Similarly, Reagan the enemy of government was a world-class deficit spender and pump primer. He gave lip service to balancing the budget, and called for a constitutional amendment to require it. But while he was assailing spending, he was spending away -- and the economy was growing. Today’s GOP, confronted with the greatest economic crisis since the Great Depression, robotically demands spending cuts. Reagan might have appreciated the rhetoric, but he never pursued the policy.
He was even more pragmatic on national security. When his intervention in Lebanon culminated in the bombing of the American barracks in Beirut and the death of 241 marines, he promptly withdrew. In 2009, the GOP is demanding massive troop escalation in Afghanistan without any consideration of the contours, merit or workability of the mission.
In his 1980 debate with Carter, Reagan had to reassure voters that he wasn’t trigger-happy -- and he pledged that yes, indeed, he would negotiate with the Soviets. He more than meant it. To the consternation of his own advisers, he proposed the abolition of nuclear weapons at a 1986 summit with Mikhail Gorbachev; to their relief, the idea foundered on the rocks of Reagan’s refusal to give up missile defense. Nonetheless, he persisted in his belief that he could negotiate a deal with the Soviet Union; the great Cold Warrior dispensed with his own certitudes to became a great peacemaker.
Today’s Republicans, by contrast, resist every negotiation. They contend that talking is a sign of weakness -- and that Obama is naïve to renew Reagan’s goal of nuclear disarmament. From Guantanamo to North Korea to Iran, the GOP is the party of Cheney, not Reagan.
Reagan’s politics weren’t petty, personal, or bitter. In a political battle, he could give as good or better than he got -- and then at 6 pm sit down with Tip O’Neill or Ted Kennedy for a convivial hour. When Ronald and Nancy Reagan received the congressional gold medal in 2002, Kennedy was one of three speakers at the celebratory dinner. Many in the audience wondered what the nation’s leading liberal was doing there. Mrs. Reagan had insisted on it. And as the adamantly conservative columnist Bob Novak reported, Kennedy received a standing ovation as he paid tribute to Reagan’s "presidency of hope."
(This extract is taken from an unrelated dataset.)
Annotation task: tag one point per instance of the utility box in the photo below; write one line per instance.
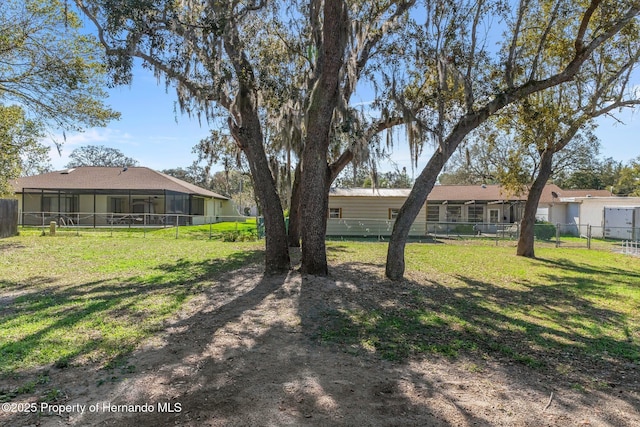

A GOP mired in anger and vituperation doesn’t begin to comprehend Reagan’s gift for respecting political opponents -- or even diminishing them. Instead of dispensing with the opposition with Reagan-like humor, Republicans treat their opponents as mortal enemies, elevating them with paranoid fantasies about their immense power. To one of Jimmy Carter’s attacks during their debate, Reagan famously replied with a chuckle: "There you go again." It’s impossible to imagine him sneering: "How dare you go Marxist."
Ronald Reagan was a proud conservative, but not an unthinking, unyielding, or uncivil one. He had an appeal that reached across party lines, not just to a withered and warped political base. The least Republicans could do, having named an airport for him, is to remember how he navigated the political winds -- and found the route to a new political era. But it’s Obama who’s doing that now. The GOP has dumped the Gipper.